The Bank of Canada held its monetary policy meeting last Wednesday. As widely expected, the central bank of Canada holds interest rates steady at 1.25%. The central bank cited uncertainty related to trade factors as one of the reasons for keeping interest rates unchanged.
Reiterating the statement from January which was largely unchanged, the central bank said that while it expects more rate hikes in the medium term, some level of accommodation in the monetary policy was required.
The markets viewed the central bank’s statement as being dovish with some noting that the central bank is expected to maintain this dovish stance until trade-related factors give a more clear signal.
The Bank of Canada hiked interest rates three times since the first rate hike in July. Initially, the markets were hawkish in the pace of rate hikes, but this expectation diminished as the trade talks pertaining to NAFTA and a recent stretch of weak economic indicators dampened the outlook.

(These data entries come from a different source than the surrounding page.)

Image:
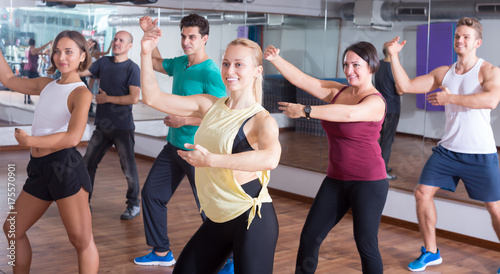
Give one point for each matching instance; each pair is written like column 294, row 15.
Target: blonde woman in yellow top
column 235, row 147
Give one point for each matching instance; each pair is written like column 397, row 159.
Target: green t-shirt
column 202, row 78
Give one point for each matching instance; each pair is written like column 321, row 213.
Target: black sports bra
column 240, row 143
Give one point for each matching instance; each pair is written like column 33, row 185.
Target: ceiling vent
column 408, row 11
column 367, row 15
column 488, row 8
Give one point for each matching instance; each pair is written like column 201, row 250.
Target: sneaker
column 131, row 212
column 425, row 259
column 153, row 259
column 228, row 267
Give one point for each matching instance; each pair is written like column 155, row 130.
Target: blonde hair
column 257, row 58
column 472, row 23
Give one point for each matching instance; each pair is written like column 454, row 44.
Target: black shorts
column 57, row 175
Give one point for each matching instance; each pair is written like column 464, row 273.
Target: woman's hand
column 150, row 40
column 198, row 157
column 21, row 136
column 292, row 110
column 270, row 53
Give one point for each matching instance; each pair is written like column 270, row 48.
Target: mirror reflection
column 312, row 44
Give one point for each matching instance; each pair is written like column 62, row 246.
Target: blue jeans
column 101, row 141
column 163, row 179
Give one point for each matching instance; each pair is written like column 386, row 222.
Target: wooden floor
column 119, row 242
column 409, row 154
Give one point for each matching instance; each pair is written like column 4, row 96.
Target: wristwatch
column 307, row 111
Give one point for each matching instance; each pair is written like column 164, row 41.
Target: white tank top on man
column 467, row 130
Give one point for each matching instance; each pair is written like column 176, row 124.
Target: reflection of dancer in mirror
column 56, row 171
column 384, row 83
column 234, row 149
column 119, row 90
column 93, row 81
column 193, row 73
column 31, row 68
column 356, row 177
column 470, row 88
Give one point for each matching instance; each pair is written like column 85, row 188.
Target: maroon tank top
column 354, row 152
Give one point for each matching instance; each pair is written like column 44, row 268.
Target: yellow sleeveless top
column 220, row 195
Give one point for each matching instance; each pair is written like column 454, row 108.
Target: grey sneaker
column 130, row 212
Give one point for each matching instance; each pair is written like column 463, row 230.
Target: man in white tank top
column 470, row 88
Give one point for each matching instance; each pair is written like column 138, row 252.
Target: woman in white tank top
column 58, row 126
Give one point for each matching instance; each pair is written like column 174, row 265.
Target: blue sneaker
column 425, row 259
column 228, row 267
column 153, row 259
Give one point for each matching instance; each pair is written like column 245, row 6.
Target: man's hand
column 440, row 98
column 174, row 121
column 21, row 137
column 270, row 53
column 197, row 157
column 292, row 110
column 147, row 23
column 394, row 47
column 102, row 97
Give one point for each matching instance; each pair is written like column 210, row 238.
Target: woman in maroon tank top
column 356, row 177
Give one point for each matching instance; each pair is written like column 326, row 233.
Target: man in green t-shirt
column 194, row 73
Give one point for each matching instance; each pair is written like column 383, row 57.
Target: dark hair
column 473, row 23
column 80, row 42
column 194, row 20
column 367, row 52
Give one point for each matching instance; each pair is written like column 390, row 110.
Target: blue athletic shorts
column 57, row 175
column 479, row 172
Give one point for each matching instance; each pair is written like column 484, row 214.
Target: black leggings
column 253, row 248
column 366, row 199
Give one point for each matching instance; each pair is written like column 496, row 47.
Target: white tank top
column 467, row 130
column 51, row 113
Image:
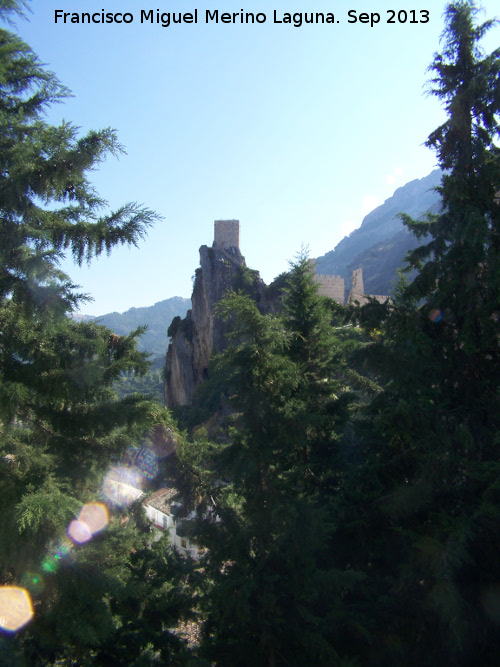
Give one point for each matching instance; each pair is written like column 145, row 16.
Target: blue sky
column 298, row 132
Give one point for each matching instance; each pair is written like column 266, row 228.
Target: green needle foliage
column 424, row 504
column 272, row 590
column 113, row 600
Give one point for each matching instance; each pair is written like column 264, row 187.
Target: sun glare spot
column 16, row 608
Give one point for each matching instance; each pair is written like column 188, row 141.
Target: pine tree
column 272, row 592
column 424, row 504
column 61, row 424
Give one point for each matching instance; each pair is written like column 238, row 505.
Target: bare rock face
column 200, row 334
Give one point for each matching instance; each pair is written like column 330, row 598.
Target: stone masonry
column 331, row 286
column 226, row 234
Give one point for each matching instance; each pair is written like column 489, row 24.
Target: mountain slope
column 381, row 243
column 157, row 317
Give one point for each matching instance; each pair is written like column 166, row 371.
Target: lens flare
column 93, row 518
column 122, row 486
column 436, row 315
column 33, row 582
column 79, row 532
column 16, row 608
column 163, row 441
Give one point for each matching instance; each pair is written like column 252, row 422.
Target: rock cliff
column 199, row 335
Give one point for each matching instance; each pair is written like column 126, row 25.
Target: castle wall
column 227, row 233
column 332, row 287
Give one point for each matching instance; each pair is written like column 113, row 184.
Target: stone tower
column 358, row 288
column 227, row 234
column 332, row 287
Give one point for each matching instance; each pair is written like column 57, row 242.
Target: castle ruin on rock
column 201, row 334
column 226, row 234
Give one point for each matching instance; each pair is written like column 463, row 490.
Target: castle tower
column 227, row 234
column 357, row 289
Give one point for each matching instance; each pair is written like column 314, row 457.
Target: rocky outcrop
column 199, row 335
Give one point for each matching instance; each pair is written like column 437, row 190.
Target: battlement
column 332, row 287
column 227, row 234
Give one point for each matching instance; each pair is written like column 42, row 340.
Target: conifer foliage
column 109, row 600
column 425, row 500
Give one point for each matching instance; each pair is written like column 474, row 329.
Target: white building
column 164, row 510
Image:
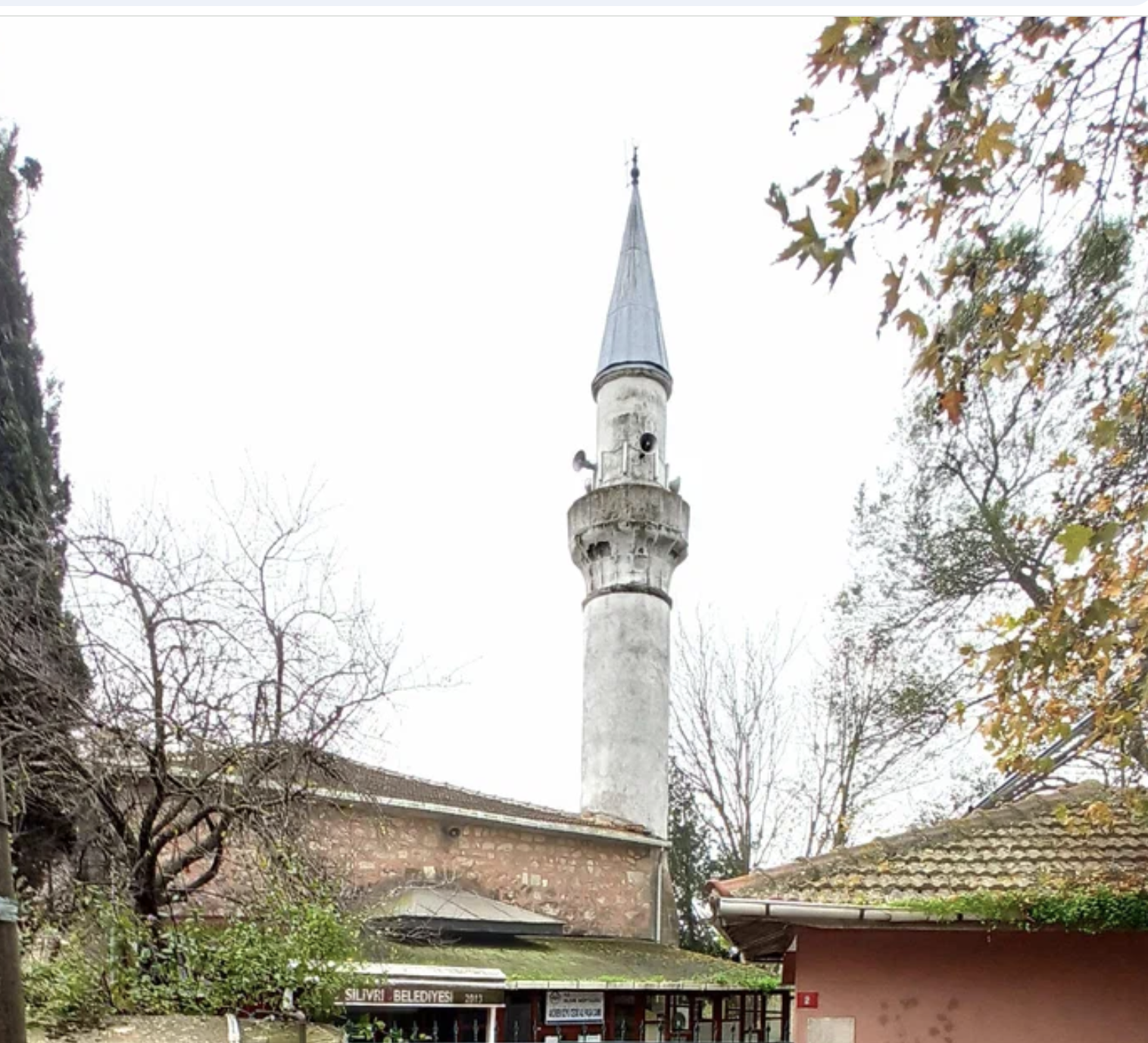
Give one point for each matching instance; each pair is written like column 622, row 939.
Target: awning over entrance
column 580, row 963
column 453, row 911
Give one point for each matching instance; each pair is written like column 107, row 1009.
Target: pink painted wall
column 977, row 987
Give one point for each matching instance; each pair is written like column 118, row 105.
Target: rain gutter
column 827, row 914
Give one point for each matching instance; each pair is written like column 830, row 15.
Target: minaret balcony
column 629, row 537
column 627, row 464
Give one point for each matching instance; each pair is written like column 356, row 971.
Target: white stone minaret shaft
column 627, row 535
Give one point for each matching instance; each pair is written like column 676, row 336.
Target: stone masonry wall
column 597, row 887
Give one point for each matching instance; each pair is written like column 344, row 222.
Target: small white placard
column 830, row 1031
column 576, row 1007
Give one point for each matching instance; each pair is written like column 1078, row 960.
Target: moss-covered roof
column 1077, row 836
column 581, row 963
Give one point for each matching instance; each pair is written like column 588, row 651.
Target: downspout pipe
column 657, row 894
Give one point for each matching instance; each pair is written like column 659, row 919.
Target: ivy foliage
column 1090, row 910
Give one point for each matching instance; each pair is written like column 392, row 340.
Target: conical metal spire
column 633, row 336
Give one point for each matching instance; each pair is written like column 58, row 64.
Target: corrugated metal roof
column 633, row 335
column 336, row 771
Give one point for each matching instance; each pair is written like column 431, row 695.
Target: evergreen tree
column 42, row 674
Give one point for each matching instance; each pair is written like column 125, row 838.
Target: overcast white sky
column 380, row 251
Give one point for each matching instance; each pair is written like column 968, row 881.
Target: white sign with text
column 576, row 1007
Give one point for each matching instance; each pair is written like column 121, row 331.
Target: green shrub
column 113, row 962
column 66, row 993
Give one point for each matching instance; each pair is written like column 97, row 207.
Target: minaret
column 627, row 535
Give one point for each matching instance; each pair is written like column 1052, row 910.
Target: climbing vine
column 1090, row 910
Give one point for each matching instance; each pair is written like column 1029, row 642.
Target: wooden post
column 13, row 1029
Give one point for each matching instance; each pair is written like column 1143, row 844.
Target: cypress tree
column 42, row 674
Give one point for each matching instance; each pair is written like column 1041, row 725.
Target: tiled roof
column 346, row 775
column 1081, row 834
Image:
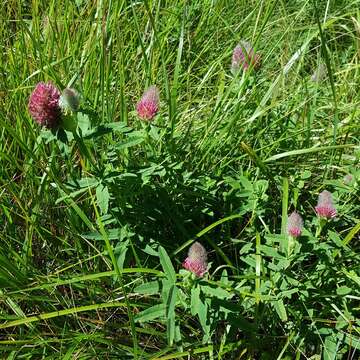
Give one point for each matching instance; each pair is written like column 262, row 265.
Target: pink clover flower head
column 295, row 224
column 148, row 106
column 244, row 56
column 325, row 206
column 196, row 261
column 44, row 105
column 69, row 100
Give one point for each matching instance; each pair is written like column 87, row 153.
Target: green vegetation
column 96, row 222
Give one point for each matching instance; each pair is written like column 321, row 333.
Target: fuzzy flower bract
column 148, row 106
column 196, row 261
column 44, row 105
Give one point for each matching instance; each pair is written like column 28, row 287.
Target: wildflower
column 69, row 100
column 325, row 206
column 196, row 261
column 44, row 105
column 244, row 56
column 295, row 224
column 348, row 179
column 148, row 106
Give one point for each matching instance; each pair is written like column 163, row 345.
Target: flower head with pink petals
column 44, row 105
column 148, row 106
column 196, row 261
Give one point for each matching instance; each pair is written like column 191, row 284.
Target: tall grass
column 94, row 230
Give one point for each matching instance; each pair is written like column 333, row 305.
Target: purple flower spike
column 148, row 106
column 196, row 261
column 295, row 224
column 44, row 105
column 244, row 56
column 325, row 206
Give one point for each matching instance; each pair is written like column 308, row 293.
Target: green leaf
column 195, row 298
column 84, row 123
column 152, row 313
column 343, row 290
column 167, row 265
column 103, row 197
column 149, row 288
column 280, row 309
column 170, row 314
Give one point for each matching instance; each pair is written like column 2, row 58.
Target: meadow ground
column 99, row 213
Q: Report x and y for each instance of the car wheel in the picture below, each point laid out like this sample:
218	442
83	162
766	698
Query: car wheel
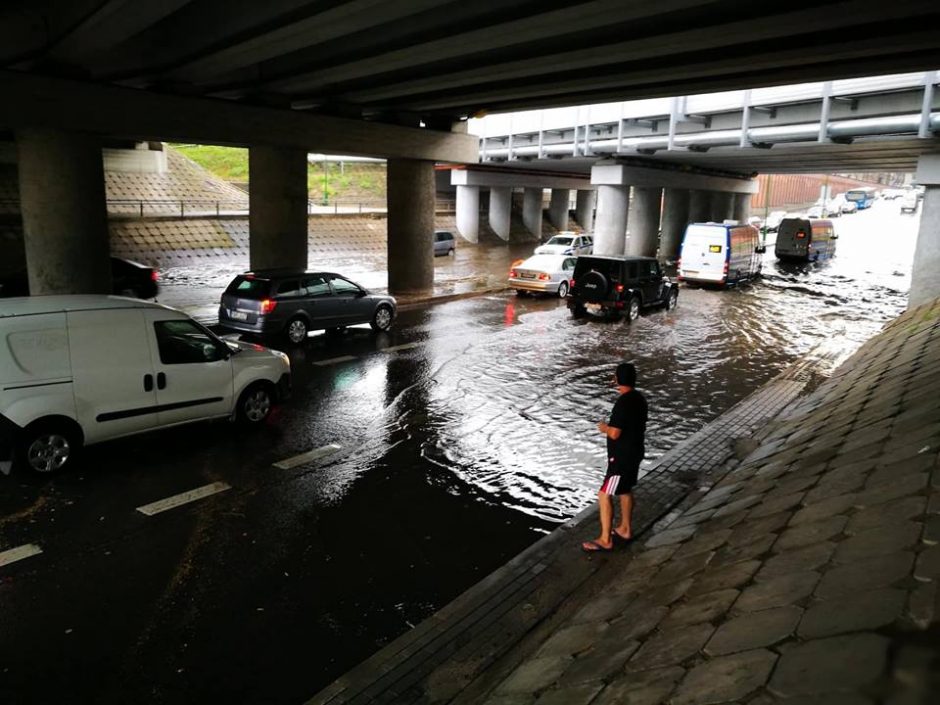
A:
296	330
255	404
633	309
672	299
48	447
382	318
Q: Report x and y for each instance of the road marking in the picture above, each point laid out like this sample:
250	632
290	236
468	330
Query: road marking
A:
184	498
19	553
310	455
404	346
333	360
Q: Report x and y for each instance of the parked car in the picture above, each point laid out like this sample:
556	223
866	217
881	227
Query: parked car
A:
444	243
806	240
567	244
543	274
909	202
613	285
720	254
127	279
79	370
292	303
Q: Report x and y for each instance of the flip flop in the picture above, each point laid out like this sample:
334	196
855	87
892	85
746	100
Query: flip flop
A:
594	547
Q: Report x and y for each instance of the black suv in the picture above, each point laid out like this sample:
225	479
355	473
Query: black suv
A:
615	284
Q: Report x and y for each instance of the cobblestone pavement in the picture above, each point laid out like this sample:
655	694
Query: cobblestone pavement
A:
438	659
807	575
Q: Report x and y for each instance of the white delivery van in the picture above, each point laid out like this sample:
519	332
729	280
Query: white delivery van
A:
78	370
720	253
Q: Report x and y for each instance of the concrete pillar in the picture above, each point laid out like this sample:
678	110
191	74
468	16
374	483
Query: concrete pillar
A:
584	210
644	221
468	212
558	208
410	226
700	206
501	210
277	215
610	225
675	218
64	211
532	211
722	206
742	207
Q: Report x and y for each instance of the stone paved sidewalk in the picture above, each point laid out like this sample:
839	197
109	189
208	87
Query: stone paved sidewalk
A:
808	575
438	659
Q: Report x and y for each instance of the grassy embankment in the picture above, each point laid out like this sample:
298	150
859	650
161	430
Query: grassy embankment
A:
348	183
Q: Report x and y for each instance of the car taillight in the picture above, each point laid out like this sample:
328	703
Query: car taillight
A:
267	305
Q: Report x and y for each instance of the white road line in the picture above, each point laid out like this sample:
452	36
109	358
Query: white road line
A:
184	498
404	346
310	455
19	553
333	360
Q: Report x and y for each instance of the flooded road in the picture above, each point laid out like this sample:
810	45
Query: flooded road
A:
464	434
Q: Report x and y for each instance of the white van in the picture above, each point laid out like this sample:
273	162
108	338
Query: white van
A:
720	253
78	370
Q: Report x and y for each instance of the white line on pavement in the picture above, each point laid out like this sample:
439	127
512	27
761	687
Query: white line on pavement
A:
333	360
184	498
310	455
19	553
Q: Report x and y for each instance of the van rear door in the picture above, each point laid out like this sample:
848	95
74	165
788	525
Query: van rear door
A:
112	373
193	369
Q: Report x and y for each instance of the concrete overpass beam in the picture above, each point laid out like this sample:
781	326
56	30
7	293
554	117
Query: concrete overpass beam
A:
532	211
558	208
675	218
925	277
501	210
277	216
410	226
584	210
64	211
468	212
610	226
644	221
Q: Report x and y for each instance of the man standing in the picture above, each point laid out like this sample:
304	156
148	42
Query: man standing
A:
625	448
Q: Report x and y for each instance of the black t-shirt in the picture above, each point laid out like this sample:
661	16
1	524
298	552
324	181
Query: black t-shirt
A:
629	415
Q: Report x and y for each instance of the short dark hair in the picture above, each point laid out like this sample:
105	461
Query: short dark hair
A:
626	374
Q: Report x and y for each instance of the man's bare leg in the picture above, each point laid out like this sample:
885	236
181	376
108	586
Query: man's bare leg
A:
625	528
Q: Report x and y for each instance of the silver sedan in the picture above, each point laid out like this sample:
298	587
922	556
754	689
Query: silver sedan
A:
544	274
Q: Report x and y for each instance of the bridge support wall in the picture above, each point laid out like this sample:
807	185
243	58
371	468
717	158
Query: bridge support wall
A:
644	221
468	212
500	210
410	226
925	277
532	211
65	221
584	212
675	218
277	216
558	208
610	226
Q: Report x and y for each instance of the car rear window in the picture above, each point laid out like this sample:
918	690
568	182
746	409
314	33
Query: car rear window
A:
246	287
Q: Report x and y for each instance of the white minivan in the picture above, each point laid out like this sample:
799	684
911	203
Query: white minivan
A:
78	370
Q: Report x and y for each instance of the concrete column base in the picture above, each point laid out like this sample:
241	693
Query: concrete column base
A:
500	215
410	226
64	212
468	212
277	216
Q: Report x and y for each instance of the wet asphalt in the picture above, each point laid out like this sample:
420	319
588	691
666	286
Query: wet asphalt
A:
464	435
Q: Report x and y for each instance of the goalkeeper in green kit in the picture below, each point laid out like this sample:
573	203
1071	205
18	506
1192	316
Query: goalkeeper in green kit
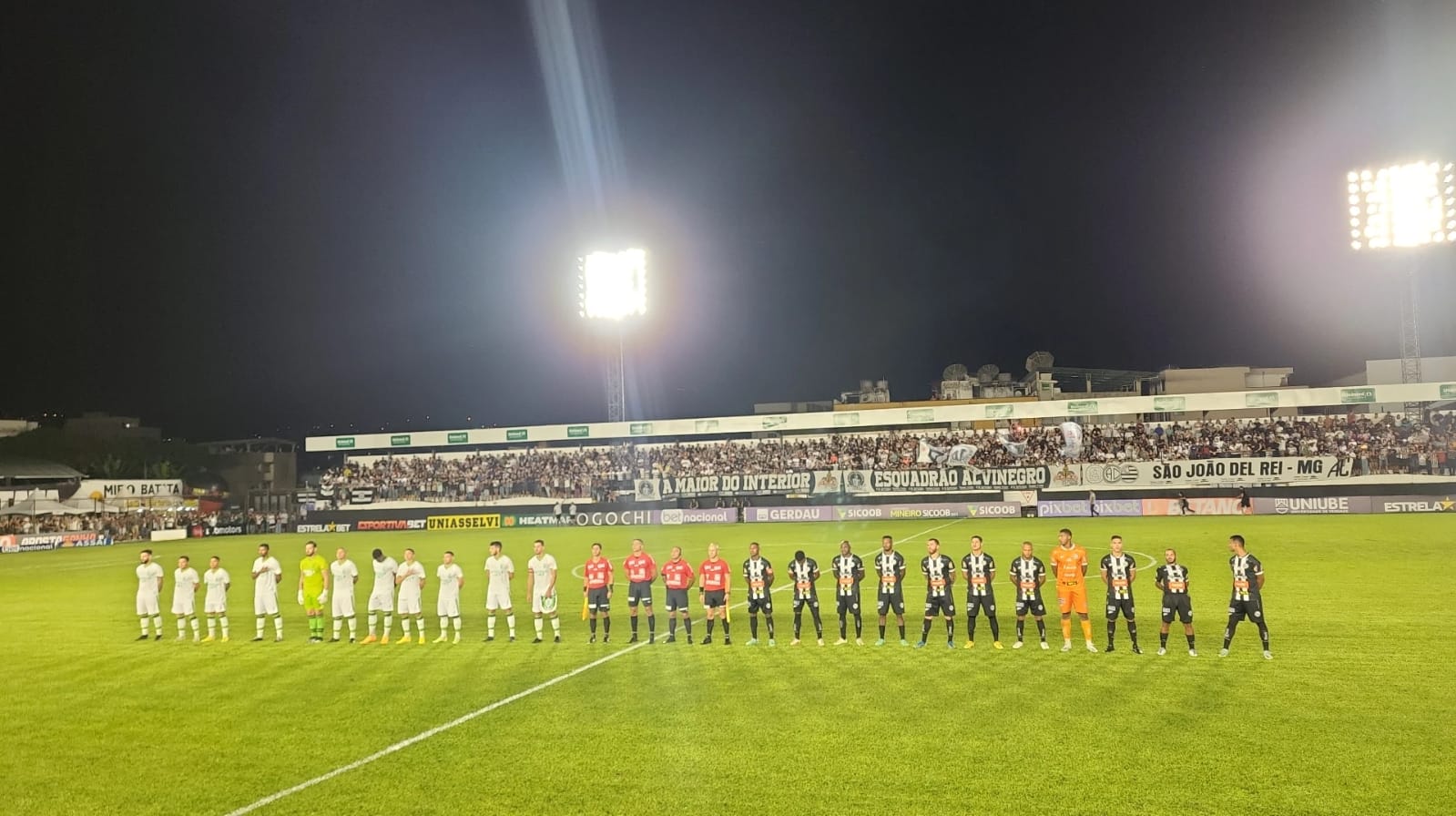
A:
313	589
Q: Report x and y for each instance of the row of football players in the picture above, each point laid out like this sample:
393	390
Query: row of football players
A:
1028	575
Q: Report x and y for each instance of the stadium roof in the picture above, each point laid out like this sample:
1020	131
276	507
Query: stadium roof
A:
16	468
1072	379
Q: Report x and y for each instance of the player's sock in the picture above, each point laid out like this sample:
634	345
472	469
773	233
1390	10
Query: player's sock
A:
1227	633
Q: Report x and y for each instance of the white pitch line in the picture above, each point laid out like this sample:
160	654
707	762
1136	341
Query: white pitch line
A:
466	718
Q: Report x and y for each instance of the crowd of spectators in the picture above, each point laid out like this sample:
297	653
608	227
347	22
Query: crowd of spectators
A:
1373	444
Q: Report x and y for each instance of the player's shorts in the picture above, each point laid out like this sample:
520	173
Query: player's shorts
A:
1072	599
447	607
676	599
597	599
497	597
544	604
977	604
940	605
1252	609
408	605
1176	605
1030	605
1120	607
148	605
265	604
891	601
639	592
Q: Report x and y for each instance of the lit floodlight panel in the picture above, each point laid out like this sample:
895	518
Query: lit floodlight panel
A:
1401	206
613	284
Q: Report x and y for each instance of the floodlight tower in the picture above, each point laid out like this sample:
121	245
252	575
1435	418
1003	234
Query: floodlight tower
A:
1404	208
612	289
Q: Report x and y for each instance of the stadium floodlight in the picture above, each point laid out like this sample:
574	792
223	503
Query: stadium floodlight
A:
612	288
1402	206
613	284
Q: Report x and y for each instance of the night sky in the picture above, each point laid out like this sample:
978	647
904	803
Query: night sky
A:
245	219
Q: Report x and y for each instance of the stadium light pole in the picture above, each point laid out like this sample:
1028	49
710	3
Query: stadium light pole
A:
612	289
1404	208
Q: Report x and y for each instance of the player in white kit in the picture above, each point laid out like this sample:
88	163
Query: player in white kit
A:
345	575
267	570
411	579
447	605
382	597
184	597
214	605
148	594
498	594
541	586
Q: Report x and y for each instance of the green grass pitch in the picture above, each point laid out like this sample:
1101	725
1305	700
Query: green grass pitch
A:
1353	716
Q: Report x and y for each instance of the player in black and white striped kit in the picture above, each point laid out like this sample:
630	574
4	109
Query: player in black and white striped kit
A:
940	575
1118	573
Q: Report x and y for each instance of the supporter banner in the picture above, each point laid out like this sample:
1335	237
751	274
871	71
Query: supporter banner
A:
1339	505
32	543
1217	473
816	514
101	490
960	478
206	531
1200	506
1411	505
704	516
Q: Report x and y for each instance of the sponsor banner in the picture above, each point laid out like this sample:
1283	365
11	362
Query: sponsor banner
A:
471	522
382	525
960	478
1198	506
1064	507
328	528
1322	505
104	490
1411	505
814	514
204	531
613	517
702	516
726	484
1217	473
34	543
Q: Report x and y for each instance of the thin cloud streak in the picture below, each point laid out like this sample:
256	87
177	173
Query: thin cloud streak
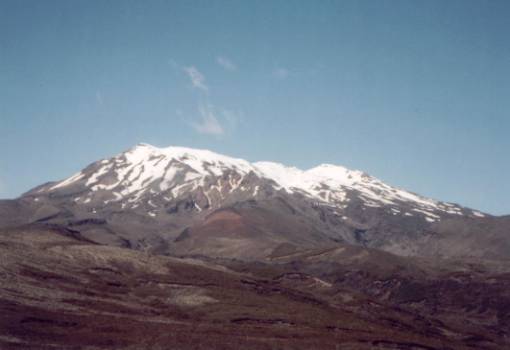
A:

The Canadian dollar was also hit by the uncertainty especially on renewed threats from President Trump’s proposed protectionist views. Acknowledging the influence of policy decisions in the U.S. to which the export markets in Canada are heavily exposed to, the central bank, in its monetary policy statement noted that “trade policy developments are an important and growing source of uncertainty for the global and Canadian outlooks.”
Last week, President Trump announced that he would impose global tariffs on steel and aluminum imports which quickly sparked off strong reactions from the international markets. On Canada, Trump said that it could get a better deal if it agrees to the U.S. terms as it renegotiates the North American Free Trade Agreement or NAFTA.
Canada is lobbying to get an exemption on export tariffs to the United States.
Trade deficit narrows to 1.91 billion
In a separate report, Statistics Canada reported that Canadian exports and imports had fallen sharply in January. This marked a continuous run of disappointing economic data for the region which comes mostly on account of the uncertainty from trade talks.